Des contraintes particulières justifient un traitement spécifique : pour votre rapporteur, la prise en compte des données propres à la situation des zones périurbaines constitue le point de départ obligé d'une réflexion sur le rôle et les missions de la gendarmerie dans les banlieues. Elle justifie une action prioritaire dont le contenu se décline en trois volets :

- un renforcement des effectifs ;

- une organisation plus efficace des structures ;

- une amélioration des conditions de vie et de travail pour les gendarmes affectés dans les zones périurbaines.

La gendarmerie a pris la mesure des adaptations nécessaires. Il faut citer de nouveau le travail exemplaire de la commission nationale de réflexion de la gendarmerie dans les zones périurbaines.

Une grande partie de ses propositions a été reprise par la direction générale ou, du moins, fera l'objet d'une réflexion approfondie. Parmi les mesures les plus significatives, il convient de citer ainsi les directives relatives à une plus grande spécialisation au sein des brigades, les incitations apportées aux services dans les zones périurbaines, l'effort dévolu à la formation ou encore la sécurisation des informations. En outre, plusieurs des adaptations nécessaires s'inscrivent désormais dans le cadre des priorités fixées par le plan d'action « gendarmerie 2002 » qu'il s'agisse des redéploiements, du renforcement de la prévention de la délinquance juvénile ou enfin des opérations de rénovation des locaux d'accueil.
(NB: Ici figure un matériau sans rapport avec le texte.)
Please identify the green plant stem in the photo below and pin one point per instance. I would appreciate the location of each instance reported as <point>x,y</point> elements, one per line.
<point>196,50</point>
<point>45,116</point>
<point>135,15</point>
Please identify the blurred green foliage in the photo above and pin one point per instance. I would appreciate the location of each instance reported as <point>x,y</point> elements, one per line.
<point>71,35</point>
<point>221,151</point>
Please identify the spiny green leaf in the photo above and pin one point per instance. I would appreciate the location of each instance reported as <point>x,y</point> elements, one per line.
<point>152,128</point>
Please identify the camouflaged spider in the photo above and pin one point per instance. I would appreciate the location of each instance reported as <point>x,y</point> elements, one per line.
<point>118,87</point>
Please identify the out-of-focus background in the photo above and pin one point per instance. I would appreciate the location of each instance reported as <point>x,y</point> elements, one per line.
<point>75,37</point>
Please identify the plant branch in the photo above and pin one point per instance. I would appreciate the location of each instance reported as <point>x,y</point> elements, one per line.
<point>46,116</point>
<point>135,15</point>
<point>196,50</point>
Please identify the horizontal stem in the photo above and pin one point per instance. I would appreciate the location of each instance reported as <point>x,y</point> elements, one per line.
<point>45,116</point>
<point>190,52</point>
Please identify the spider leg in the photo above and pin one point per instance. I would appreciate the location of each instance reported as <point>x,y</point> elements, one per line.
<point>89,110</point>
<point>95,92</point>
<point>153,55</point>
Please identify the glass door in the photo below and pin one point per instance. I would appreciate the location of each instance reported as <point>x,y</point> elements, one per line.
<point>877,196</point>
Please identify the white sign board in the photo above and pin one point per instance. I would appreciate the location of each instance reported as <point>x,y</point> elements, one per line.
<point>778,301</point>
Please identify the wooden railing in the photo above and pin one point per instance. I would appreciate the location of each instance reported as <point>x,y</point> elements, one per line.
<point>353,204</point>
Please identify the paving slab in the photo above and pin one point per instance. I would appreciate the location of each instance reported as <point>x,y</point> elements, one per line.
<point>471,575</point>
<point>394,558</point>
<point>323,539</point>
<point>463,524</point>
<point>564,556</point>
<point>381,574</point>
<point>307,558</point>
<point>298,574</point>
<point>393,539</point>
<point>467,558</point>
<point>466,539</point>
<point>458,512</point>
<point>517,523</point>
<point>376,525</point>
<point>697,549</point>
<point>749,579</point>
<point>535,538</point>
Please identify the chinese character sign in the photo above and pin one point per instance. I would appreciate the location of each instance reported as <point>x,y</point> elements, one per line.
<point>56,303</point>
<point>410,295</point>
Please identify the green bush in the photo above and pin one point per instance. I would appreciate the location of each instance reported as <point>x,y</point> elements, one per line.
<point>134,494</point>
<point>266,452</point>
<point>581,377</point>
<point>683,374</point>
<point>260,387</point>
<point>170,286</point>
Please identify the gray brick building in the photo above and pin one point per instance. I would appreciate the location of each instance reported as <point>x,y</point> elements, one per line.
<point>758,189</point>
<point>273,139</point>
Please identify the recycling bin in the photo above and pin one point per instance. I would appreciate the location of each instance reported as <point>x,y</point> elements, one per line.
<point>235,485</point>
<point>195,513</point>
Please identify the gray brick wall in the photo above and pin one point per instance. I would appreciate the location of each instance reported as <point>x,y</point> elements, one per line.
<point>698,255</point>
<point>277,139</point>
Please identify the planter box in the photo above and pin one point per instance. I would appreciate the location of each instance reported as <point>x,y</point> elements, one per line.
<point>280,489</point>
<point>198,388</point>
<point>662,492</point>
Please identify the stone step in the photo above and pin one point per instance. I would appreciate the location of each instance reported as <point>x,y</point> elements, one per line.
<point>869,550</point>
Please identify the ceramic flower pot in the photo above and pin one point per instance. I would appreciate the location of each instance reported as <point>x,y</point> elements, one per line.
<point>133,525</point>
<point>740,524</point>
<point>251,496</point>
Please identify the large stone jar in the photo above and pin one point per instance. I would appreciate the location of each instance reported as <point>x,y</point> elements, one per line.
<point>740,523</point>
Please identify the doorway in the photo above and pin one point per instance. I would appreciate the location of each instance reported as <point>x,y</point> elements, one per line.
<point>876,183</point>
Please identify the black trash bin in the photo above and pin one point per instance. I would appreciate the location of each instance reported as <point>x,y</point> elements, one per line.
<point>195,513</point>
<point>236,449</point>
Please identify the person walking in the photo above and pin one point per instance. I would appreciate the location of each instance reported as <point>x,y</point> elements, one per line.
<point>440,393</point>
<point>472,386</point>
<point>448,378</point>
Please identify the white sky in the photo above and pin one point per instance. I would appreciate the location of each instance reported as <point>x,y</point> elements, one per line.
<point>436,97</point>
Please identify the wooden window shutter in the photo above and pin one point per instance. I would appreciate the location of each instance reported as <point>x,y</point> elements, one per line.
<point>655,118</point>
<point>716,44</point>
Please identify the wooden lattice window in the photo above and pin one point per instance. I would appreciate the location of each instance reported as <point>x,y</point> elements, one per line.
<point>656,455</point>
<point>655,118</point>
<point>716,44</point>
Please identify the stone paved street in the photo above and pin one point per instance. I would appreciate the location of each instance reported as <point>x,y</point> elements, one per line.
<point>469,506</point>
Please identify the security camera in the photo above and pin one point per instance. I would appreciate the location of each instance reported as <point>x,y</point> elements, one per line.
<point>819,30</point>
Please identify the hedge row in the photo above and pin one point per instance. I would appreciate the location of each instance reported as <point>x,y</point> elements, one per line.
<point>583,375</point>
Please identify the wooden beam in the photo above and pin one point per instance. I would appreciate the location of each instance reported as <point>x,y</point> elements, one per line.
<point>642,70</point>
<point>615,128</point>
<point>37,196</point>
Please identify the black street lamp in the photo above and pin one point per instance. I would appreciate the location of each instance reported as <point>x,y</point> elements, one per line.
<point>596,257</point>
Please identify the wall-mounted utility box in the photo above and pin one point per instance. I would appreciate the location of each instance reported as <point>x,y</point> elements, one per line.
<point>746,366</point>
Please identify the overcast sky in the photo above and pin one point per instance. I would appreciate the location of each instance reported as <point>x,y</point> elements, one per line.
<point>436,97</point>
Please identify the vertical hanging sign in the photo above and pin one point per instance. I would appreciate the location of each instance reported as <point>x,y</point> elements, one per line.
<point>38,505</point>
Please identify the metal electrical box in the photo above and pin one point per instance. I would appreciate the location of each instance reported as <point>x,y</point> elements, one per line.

En outre, la politique de la sécurité dans les zones périurbaines constituera l'une des dimensions de cette capacité d'anticipation sur le long terme dont la gendarmerie souhaite se doter à travers la création d'une structure permanente de réflexion.

Cette politique volontariste ne risque-t-elle pas cependant de se heurter, à terme, à l'absence de moyens financiers ? Certes, une partie des changements nécessaires repose sur une organisation plus efficace des services à coût constant. Cependant les besoins en matériel, en infrastructures, ne pourront être satisfaits sans financement supplémentaire.

Compte tenu du rôle joué par la gendarmerie dans les banlieues, l'arme devrait bénéficier de la priorité budgétaire accordée à la politique de la ville, même si l'étroitesse des marges de manoeuvre budgétaires n'ouvre guère des perspectives très prometteuses.

L'efficacité de la gendarmerie se jugera de plus en plus à l'aune de son action dans les zones périurbaines ; par ailleurs, une sécurité alliant proximité et prévention décidera de la qualité de vie dans des zones destinées à connaître une croissance démographique importante au cours des prochaines années. Ce double enjeu doit aujourd'hui nous conduire à faire prévaloir l'intérêt général sur la résistance au changement et le souci de maintenir les situations acquises.